La Directive sur les pratiques relatives à la protection de la vie privée du Secrétariat du Conseil du Trésor exige que les institutions fédérales réalisent une EFVP dans certains cas, notamment lorsque des renseignements personnels peuvent être utilisés dans le cadre d’un processus décisionnel qui touche directement un individu.
Pour en savoir plus sur les EFVP, je vous invite à consulter le site Web du Commissariat. De plus, les organisations peuvent maintenant soumettre des EFVP simultanément au Commissariat et au Secrétariat du Conseil du Trésor en toute sécurité par l’intermédiaire du site Web du Commissariat. Un formulaire en ligne mis à jour accepte les documents de niveau Protégé B ou inférieur. Ce nouveau moyen permet aussi aux institutions d’ajouter facilement, à un moment ultérieur, des documents en lien avec des EFVP qui ont déjà été présentées.
Conclusion
En conclusion, les professionnels des ressources humaines, en tant que groupe, sont reconnus pour accueillir favorablement les nouvelles technologies et les façons modernes de faire les choses. Vous êtes souvent des chefs de file en matière d’innovation, et vous jouez également un rôle important dans la culture et les valeurs organisationnelles.
Il faut plus que jamais faire preuve de rigueur lorsqu’on priorise la protection de la vie privée.
J’encourage la poursuite de la collaboration entre les professionnels des ressources humaines et ceux de la protection de la vie privée, qui peuvent vous aider à vous y retrouver dans le paysage technologique complexe d’aujourd’hui, à améliorer la gestion des renseignements et à être en mesure de traiter de nouveaux problèmes à mesure qu’ils se présentent.

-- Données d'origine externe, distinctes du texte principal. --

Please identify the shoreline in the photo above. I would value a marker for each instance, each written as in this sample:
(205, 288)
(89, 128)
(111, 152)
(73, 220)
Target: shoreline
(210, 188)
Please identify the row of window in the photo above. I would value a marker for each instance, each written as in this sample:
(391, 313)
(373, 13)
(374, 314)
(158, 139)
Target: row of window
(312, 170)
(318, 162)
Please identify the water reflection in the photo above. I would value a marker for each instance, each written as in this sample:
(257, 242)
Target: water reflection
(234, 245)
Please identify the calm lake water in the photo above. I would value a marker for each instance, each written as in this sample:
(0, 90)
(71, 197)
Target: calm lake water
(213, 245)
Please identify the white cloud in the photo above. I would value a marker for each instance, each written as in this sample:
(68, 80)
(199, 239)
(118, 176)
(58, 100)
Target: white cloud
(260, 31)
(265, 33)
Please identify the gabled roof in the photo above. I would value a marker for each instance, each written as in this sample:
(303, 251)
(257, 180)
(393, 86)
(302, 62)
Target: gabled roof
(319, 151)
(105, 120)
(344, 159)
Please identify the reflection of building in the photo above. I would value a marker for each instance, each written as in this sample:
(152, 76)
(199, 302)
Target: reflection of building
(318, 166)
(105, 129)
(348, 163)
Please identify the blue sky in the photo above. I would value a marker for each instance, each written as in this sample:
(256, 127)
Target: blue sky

En priorisant la protection de la vie privée dans vos programmes et processus, et en faisant la promotion de la protection de la vie privée dès la conception et de l’innovation responsable, vous contribuerez à favoriser une culture de la protection de la vie privée au sein de votre institution et à assurer sa réussite.
Sur ce, j’ai hâte d’entendre ce que Jacqueline Bogden, dirigeante principale des ressources humaines, a à nous dire, et d’avoir l’occasion de m’entretenir davantage avec elle au sujet de la protection de la vie privée et des ressources humaines.
Ensuite, nous serons ravis de répondre à toutes les questions que vous pourriez avoir.